Recommended TTL values by record type:
NS records: 86400s (24 hours). These rarely change intentionally, so stability is the priority.
A/AAAA records: 300-3600s. Lower end if you expect migrations; higher end for stable production sites.
MX records: 3600s. Email routing doesn't change often, but you want reasonably fast propagation if it does.
SPF/DKIM/DMARC TXT records: 3600s.
The pre-migration TTL strategy is something I'd treat as mandatory practice: lower TTLs to 300 seconds at least 48 hours before any planned DNS change. This way, if something goes wrong, the blast radius is minutes rather than hours. Once the migration is confirmed and stable, raise TTLs back to production values to reduce query load on your authoritative servers.
What I see agencies get wrong most often: setting TTLs permanently low because "it feels safer." It doesn't, it just generates unnecessary query load and slows down resolution in some cases. The right TTL for a stable, rarely-changing record is high. The right TTL for a record you're about to change is low.
Putting It All Together: A DNS Monitoring Stack for Your Agency
The framework here is three pillars: prevention (registrar hardening, access control, DNSSEC), detection (automated record monitoring, drift alerts, propagation checks), and response (incident runbook, escalation paths, post-mortems).
The practical stack that covers all three:
A registrar with API access, lock support, and solid 2FA.
A DNS hosting provider with audit logs so you can see who changed what and when.
A monitoring tool that continuously watches records across your entire portfolio and routes alerts intelligently.

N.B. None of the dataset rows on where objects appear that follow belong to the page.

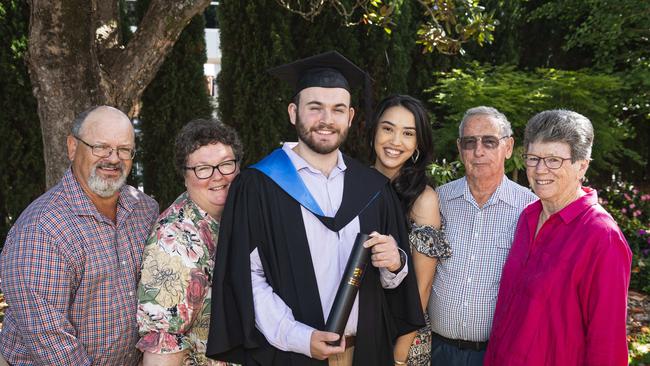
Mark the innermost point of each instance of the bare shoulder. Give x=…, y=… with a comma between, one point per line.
x=426, y=209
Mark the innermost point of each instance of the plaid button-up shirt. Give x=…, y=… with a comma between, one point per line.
x=70, y=275
x=465, y=287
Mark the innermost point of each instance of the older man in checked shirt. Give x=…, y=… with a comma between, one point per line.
x=480, y=213
x=70, y=265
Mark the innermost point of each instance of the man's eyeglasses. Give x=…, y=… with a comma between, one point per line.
x=103, y=151
x=488, y=141
x=551, y=162
x=206, y=171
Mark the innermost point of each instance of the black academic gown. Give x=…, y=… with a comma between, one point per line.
x=259, y=214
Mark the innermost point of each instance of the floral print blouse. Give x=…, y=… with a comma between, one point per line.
x=174, y=292
x=432, y=243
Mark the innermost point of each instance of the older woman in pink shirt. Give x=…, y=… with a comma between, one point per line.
x=563, y=293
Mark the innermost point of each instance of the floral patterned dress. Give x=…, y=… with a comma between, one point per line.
x=174, y=292
x=432, y=243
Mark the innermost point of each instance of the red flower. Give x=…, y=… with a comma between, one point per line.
x=196, y=289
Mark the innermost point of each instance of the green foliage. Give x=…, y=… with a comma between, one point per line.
x=255, y=36
x=635, y=108
x=22, y=165
x=521, y=94
x=177, y=95
x=258, y=36
x=615, y=32
x=630, y=207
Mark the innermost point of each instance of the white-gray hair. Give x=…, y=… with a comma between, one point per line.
x=500, y=118
x=561, y=125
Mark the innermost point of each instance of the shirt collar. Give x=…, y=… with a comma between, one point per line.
x=575, y=208
x=301, y=163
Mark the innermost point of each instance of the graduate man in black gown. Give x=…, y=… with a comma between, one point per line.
x=286, y=234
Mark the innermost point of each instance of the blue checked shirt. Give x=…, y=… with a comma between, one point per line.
x=465, y=287
x=69, y=275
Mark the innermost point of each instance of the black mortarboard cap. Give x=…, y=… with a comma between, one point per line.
x=326, y=70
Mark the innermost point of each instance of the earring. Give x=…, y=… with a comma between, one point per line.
x=415, y=156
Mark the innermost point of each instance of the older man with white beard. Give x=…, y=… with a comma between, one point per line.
x=70, y=264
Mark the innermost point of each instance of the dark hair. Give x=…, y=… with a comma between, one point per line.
x=560, y=125
x=412, y=177
x=202, y=132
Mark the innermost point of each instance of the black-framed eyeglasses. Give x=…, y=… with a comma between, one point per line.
x=551, y=162
x=489, y=142
x=206, y=171
x=104, y=151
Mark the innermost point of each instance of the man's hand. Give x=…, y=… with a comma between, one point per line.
x=384, y=251
x=321, y=350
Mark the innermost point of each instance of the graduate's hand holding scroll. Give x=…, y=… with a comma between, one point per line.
x=318, y=347
x=384, y=251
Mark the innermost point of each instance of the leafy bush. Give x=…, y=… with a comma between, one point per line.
x=631, y=209
x=521, y=94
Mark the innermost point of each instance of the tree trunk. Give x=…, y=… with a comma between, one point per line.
x=76, y=60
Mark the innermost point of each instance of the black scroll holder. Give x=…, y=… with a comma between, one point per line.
x=348, y=288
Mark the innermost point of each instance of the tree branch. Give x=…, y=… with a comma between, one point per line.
x=129, y=71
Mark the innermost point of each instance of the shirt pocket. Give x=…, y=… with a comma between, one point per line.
x=497, y=249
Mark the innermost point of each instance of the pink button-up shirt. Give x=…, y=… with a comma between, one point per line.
x=563, y=294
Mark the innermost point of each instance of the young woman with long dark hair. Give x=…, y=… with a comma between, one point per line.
x=401, y=142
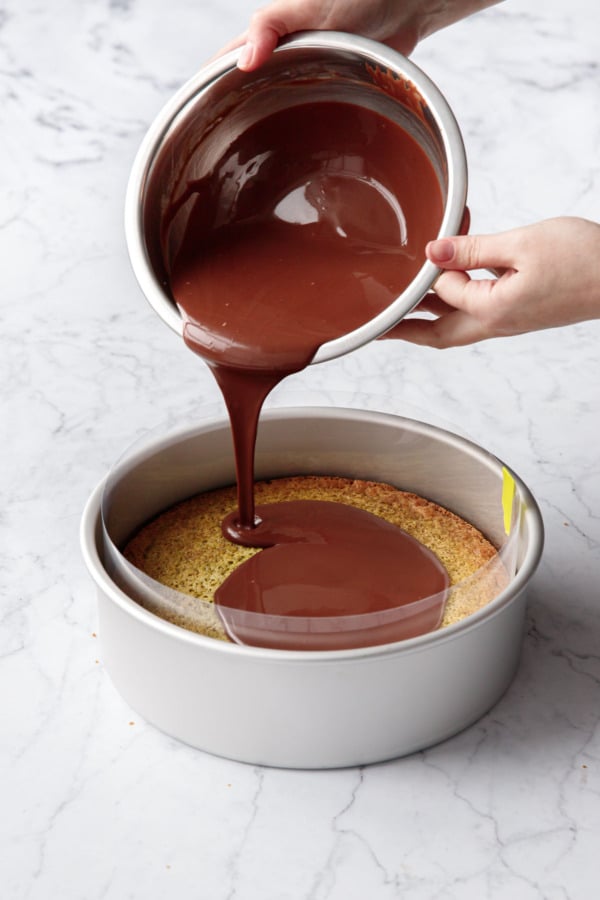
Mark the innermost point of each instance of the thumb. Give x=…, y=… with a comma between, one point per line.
x=472, y=252
x=267, y=26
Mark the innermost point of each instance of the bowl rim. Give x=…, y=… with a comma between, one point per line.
x=375, y=53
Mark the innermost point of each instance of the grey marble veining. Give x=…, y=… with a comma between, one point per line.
x=98, y=805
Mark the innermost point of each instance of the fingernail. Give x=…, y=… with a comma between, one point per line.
x=440, y=251
x=246, y=56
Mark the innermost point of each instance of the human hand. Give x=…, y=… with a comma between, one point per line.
x=548, y=276
x=401, y=25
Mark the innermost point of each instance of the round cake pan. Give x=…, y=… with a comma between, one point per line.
x=314, y=709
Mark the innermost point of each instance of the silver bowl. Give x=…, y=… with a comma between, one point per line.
x=207, y=113
x=313, y=709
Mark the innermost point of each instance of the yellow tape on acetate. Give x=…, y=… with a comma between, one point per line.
x=508, y=496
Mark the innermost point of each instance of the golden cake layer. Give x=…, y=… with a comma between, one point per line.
x=184, y=548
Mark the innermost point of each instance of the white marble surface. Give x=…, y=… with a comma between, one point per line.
x=97, y=804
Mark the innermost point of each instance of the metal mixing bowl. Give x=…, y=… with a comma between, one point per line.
x=191, y=132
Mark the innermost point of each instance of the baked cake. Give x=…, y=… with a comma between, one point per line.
x=185, y=550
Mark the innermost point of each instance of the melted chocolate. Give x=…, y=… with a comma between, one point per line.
x=314, y=220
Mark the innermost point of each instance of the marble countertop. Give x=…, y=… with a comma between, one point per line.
x=95, y=802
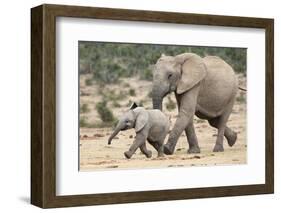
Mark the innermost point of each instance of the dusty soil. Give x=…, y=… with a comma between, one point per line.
x=95, y=154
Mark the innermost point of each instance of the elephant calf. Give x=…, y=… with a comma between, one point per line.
x=150, y=125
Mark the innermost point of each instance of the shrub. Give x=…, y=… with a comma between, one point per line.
x=170, y=105
x=104, y=112
x=83, y=121
x=132, y=92
x=89, y=82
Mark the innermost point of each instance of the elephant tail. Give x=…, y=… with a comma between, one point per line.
x=243, y=89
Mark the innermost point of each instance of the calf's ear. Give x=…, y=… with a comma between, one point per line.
x=141, y=120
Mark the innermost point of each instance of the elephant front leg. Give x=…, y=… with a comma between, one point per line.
x=138, y=142
x=192, y=138
x=145, y=151
x=181, y=123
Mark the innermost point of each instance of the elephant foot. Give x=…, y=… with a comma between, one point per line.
x=193, y=149
x=168, y=150
x=148, y=154
x=218, y=148
x=128, y=154
x=232, y=139
x=160, y=155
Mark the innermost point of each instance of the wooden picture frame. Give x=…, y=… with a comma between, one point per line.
x=43, y=105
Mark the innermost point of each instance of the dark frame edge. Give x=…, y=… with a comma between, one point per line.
x=269, y=119
x=37, y=190
x=43, y=172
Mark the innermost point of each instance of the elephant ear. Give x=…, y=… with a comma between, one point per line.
x=193, y=70
x=141, y=118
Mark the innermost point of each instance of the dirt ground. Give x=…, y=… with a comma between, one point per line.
x=95, y=154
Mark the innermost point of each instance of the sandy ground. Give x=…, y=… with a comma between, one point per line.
x=95, y=154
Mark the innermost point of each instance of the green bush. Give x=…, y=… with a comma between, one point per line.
x=89, y=82
x=104, y=112
x=83, y=121
x=132, y=92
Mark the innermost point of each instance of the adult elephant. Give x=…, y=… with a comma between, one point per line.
x=205, y=87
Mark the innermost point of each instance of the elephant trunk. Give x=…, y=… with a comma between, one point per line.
x=115, y=132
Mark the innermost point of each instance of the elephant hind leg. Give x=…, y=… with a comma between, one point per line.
x=230, y=135
x=192, y=138
x=223, y=130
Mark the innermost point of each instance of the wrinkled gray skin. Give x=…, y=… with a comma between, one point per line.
x=205, y=87
x=150, y=125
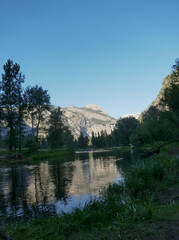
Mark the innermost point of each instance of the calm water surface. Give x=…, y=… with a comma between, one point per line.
x=52, y=186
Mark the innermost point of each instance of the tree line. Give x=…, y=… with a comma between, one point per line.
x=159, y=123
x=18, y=105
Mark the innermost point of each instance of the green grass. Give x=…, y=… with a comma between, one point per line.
x=128, y=211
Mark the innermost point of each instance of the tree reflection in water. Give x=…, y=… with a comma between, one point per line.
x=47, y=188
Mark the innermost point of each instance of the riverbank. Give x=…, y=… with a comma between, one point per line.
x=146, y=207
x=6, y=156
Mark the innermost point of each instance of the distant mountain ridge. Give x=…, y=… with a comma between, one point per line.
x=88, y=119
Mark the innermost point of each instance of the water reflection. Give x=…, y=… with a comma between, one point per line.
x=51, y=187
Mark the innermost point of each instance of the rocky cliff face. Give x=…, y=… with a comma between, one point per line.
x=88, y=119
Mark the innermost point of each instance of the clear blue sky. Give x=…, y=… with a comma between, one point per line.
x=112, y=53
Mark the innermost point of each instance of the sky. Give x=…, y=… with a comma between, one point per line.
x=113, y=53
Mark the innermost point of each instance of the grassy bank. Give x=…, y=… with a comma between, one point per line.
x=50, y=154
x=145, y=207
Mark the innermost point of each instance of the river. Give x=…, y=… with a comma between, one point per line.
x=54, y=186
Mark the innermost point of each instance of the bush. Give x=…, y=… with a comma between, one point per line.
x=32, y=145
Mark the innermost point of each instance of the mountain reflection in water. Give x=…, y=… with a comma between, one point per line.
x=51, y=187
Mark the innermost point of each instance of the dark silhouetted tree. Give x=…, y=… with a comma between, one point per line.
x=37, y=103
x=11, y=96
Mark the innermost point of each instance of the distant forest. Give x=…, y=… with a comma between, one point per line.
x=158, y=124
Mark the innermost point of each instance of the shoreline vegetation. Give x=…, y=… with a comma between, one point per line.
x=145, y=207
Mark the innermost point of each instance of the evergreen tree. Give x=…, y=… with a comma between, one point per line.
x=82, y=141
x=37, y=102
x=11, y=91
x=56, y=128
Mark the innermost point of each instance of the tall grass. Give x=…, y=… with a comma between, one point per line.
x=150, y=175
x=119, y=205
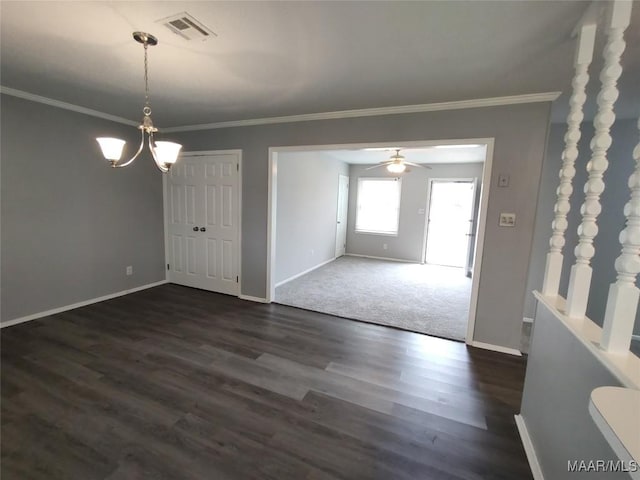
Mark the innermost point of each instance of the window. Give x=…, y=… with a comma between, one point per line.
x=378, y=206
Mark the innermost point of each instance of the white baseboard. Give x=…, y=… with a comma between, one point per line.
x=253, y=299
x=305, y=272
x=380, y=258
x=536, y=471
x=496, y=348
x=84, y=303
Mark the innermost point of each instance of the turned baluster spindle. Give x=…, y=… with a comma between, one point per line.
x=580, y=278
x=622, y=303
x=584, y=55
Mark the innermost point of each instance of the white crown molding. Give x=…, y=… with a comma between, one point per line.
x=364, y=112
x=370, y=112
x=66, y=106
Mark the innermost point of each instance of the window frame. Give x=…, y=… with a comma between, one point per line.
x=397, y=222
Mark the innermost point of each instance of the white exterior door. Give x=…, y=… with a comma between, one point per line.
x=341, y=220
x=450, y=222
x=203, y=222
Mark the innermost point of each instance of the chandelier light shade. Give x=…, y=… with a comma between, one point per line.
x=165, y=154
x=397, y=164
x=396, y=167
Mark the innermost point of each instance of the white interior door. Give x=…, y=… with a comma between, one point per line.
x=341, y=220
x=203, y=222
x=450, y=222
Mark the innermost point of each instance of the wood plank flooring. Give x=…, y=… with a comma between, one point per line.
x=177, y=383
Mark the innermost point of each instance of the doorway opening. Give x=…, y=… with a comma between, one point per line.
x=303, y=251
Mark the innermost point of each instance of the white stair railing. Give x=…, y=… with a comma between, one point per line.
x=584, y=55
x=622, y=302
x=619, y=15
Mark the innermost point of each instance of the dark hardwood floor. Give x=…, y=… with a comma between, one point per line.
x=177, y=383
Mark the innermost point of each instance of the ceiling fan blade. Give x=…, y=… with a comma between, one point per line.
x=418, y=165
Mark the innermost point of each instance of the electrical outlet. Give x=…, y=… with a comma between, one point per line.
x=503, y=180
x=507, y=219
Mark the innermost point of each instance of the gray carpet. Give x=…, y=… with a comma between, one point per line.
x=423, y=298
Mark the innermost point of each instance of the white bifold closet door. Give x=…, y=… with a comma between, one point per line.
x=203, y=222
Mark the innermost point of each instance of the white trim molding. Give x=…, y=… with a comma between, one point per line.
x=371, y=112
x=495, y=348
x=84, y=303
x=66, y=106
x=401, y=260
x=534, y=465
x=363, y=112
x=308, y=270
x=253, y=299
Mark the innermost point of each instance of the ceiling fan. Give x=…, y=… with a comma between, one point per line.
x=397, y=164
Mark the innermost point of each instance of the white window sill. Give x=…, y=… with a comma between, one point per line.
x=383, y=234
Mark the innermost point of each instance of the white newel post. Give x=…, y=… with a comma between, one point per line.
x=584, y=55
x=622, y=302
x=580, y=279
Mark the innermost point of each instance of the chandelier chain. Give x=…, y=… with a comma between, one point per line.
x=147, y=103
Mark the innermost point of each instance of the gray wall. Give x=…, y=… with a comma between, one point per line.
x=610, y=222
x=407, y=245
x=70, y=224
x=520, y=132
x=561, y=374
x=307, y=206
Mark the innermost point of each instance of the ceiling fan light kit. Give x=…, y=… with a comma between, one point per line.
x=397, y=164
x=165, y=154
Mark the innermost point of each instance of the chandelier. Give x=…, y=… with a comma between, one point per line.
x=164, y=154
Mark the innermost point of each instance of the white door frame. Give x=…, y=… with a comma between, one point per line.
x=482, y=221
x=425, y=236
x=346, y=199
x=165, y=199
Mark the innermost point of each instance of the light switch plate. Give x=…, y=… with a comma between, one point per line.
x=507, y=219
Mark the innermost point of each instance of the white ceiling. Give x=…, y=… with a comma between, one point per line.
x=276, y=58
x=427, y=154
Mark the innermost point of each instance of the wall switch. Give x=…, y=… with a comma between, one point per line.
x=503, y=180
x=507, y=219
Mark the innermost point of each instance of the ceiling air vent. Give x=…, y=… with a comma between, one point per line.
x=187, y=27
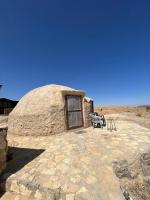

A documented incident management process your whole team knows about before anything breaks.
I built Vigilant as an open-source, self-hostable monitoring platform partly because this kind of comprehensive monitoring across a client portfolio shouldn't require stitching together five different tools. It monitors DNS records across your client domains, fires alerts via Slack, Email, or Discord, and gives you branded client-facing status pages and PDF reports so proactive DNS monitoring becomes a visible, tangible value-add in your client relationships rather than invisible infrastructure work.
The ROI argument is simple: one prevented DNS incident per year easily justifies the time to set this up properly. And with sensible defaults the time to setup is minimal.
Start this week. Take your top 10 highest-value client domains. Establish baselines for all critical records. Set up monitoring. Create a runbook your team can actually follow. That's the whole thing.
DNS disasters aren't inevitable. They're the predictable result of managing domains reactively. Monitor proactively, and they become rare exceptions rather than regular crises.